Read the review from the Irish Independent written by Katy Hayes
Mischievous knockabout opera set in Wexford’s Italian community is a riot of fun
This promenade production of a Giacomo Puccini one-act comedy is a riot of fun. The Wexford Factory, the talent development wing of Wexford Festival Opera, led workshops with locals over the year to prepare; this mischievous knockabout opera is an excellent result, as it benefits significantly from the extra numbers of grasping relatives.
The original libretto by Giovacchino Forzano is inspired by an incident in Dante’s Divine Comedy; here it is updated by Timothy Knapman, set amongst the Wexford Italian community. Buoso, the family patriarch, has just died and the extended cousins and nephews are all expecting to be left some of his vast fortune.
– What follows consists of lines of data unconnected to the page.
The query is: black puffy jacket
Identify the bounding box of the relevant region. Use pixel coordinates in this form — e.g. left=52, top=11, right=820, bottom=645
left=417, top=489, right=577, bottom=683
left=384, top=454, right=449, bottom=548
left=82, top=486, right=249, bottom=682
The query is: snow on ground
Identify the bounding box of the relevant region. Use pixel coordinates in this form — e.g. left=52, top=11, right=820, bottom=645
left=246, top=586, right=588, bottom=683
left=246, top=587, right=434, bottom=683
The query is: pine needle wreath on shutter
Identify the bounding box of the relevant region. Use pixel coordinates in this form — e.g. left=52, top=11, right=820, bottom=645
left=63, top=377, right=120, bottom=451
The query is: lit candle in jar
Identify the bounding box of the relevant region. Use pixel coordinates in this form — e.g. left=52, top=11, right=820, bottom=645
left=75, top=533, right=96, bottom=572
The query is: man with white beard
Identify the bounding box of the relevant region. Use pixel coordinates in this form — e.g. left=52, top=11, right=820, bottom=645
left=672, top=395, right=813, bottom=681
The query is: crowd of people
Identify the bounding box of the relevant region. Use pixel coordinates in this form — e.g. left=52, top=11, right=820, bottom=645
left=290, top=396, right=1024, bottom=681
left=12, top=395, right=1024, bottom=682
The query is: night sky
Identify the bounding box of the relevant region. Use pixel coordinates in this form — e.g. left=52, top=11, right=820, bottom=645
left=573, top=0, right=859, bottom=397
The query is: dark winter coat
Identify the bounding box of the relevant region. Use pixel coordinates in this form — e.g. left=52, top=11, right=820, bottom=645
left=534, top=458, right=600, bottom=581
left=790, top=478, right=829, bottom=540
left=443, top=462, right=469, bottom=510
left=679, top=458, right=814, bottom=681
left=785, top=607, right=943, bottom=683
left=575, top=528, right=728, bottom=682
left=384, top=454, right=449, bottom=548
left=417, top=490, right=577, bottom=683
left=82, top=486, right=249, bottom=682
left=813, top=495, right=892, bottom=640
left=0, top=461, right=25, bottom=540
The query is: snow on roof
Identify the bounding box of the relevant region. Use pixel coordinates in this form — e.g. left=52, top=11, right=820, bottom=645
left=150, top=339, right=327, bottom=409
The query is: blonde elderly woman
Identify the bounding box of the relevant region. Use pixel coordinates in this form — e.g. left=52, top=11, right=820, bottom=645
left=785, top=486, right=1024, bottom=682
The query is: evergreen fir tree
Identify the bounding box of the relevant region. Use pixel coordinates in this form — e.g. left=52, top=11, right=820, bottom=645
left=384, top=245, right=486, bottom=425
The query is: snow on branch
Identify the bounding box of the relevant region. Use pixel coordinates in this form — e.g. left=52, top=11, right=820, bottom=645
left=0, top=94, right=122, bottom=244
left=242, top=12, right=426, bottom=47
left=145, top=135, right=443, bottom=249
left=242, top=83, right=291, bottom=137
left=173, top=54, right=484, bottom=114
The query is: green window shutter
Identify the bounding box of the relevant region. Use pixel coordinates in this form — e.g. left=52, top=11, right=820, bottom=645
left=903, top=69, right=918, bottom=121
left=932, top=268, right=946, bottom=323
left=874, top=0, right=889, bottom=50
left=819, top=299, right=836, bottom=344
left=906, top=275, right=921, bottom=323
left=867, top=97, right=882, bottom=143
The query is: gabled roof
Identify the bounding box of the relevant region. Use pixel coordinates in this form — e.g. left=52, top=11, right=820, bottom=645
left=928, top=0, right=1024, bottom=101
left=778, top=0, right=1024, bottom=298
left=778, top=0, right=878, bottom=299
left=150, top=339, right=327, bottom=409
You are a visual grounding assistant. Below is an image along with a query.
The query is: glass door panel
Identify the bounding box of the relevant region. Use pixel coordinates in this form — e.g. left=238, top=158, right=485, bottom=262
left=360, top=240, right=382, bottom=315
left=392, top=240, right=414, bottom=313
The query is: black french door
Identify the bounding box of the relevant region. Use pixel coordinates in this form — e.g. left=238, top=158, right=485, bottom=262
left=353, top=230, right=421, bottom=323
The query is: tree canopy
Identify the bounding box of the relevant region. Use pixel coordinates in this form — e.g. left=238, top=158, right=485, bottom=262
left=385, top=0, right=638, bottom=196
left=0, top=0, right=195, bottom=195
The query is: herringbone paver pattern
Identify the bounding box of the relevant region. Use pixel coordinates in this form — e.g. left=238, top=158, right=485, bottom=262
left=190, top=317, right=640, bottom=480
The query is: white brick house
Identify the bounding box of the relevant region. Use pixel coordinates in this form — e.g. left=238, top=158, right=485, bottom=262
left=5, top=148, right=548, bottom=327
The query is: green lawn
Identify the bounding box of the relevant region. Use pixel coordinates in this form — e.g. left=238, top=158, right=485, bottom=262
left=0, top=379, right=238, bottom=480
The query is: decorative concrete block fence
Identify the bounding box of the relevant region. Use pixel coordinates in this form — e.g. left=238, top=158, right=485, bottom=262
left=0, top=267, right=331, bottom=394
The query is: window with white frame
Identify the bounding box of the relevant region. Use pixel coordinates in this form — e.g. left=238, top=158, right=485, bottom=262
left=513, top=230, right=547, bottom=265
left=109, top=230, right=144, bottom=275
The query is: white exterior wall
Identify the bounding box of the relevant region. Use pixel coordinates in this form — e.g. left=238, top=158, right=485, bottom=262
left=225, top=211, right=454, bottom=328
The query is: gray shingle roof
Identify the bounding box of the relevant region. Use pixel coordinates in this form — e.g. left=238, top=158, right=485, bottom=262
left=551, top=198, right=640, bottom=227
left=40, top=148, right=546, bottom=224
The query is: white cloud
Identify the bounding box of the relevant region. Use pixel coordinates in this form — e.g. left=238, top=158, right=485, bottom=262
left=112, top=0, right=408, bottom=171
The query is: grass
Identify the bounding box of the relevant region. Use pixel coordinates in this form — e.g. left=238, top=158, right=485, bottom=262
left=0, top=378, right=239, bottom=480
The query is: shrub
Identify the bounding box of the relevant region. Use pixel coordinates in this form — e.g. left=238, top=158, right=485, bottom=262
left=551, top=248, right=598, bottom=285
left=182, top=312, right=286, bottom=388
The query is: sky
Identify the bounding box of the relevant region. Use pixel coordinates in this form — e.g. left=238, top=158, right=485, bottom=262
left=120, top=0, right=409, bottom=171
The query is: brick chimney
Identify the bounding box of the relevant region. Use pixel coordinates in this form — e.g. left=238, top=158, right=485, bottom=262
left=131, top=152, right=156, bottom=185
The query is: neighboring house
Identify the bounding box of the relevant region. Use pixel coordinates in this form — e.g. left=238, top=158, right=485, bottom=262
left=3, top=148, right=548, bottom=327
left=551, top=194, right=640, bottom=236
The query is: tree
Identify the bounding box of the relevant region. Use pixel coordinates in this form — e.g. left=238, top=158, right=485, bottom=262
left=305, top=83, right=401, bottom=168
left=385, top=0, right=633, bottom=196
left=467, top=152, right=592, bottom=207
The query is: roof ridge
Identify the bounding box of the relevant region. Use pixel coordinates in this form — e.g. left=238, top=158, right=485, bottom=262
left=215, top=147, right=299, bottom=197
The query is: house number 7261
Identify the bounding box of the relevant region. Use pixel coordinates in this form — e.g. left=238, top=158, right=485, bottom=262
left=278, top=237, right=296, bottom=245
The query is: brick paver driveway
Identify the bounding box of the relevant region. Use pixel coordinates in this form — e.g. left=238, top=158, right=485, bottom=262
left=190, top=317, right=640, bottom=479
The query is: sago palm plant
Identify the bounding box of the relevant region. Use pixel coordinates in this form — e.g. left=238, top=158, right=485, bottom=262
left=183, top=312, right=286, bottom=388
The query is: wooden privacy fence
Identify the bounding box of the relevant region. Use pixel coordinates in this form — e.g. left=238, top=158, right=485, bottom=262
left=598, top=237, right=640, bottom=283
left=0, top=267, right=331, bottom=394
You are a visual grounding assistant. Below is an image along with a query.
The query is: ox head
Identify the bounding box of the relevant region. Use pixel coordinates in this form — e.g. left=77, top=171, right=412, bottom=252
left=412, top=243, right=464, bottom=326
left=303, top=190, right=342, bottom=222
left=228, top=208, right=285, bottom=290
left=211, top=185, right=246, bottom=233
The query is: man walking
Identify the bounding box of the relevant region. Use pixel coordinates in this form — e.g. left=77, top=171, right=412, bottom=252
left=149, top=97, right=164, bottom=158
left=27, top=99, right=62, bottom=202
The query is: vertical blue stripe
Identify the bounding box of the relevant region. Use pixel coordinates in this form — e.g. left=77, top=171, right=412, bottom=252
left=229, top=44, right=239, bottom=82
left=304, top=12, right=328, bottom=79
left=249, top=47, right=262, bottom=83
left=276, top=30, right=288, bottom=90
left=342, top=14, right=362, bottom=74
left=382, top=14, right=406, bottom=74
But when they find the will, it turns out he’s left everything to the church. Well, they can’t be having that. So they get a local newcomer, Gianni Schicchi, to impersonate Buoso and create a new will. A youth of the family, Rinuccio, is in love with Schicchi’s daughter, Lauretta.
The show is mounted in the Grain Store, a very lovely old building near the Wexford quays. We traipsed from one room to another, both downstairs and upstairs, herded delightfully by Peter McCamley as the narrator.
Gianni Schicchi contains the popular romantic aria O Mia Babbino Caro, sweetly delivered the evening I attended by Federica Raja (the role alternates with Ami Hewitt). Rory Musgrave is full of bombastic mischief as Gianni Schicchi. And Conor Prendiville is a perfect romantic male lead as Rinuccio.
But the star of the show is the skittish localised libretto by Knapman. Buoso’s property includes such glories as a pub in Bunclody, apartments in Dublin and units in Rosslare and Tullamore. One character, a loser, had the distinction of being a former mayor of Kilkenny.
Three musicians play Puccini’s score live, excellently delivered under Luca Capoferri’s musical direction. This is a great opera starter-drug, capturing the fun to be had in the comic operas, with their twisty narratives and wonderful collections of reprobates. First produced as part of a triptych in 1918 at the Metropolitan in New York, it wears the century well. Wills and grasping relatives never go out of date.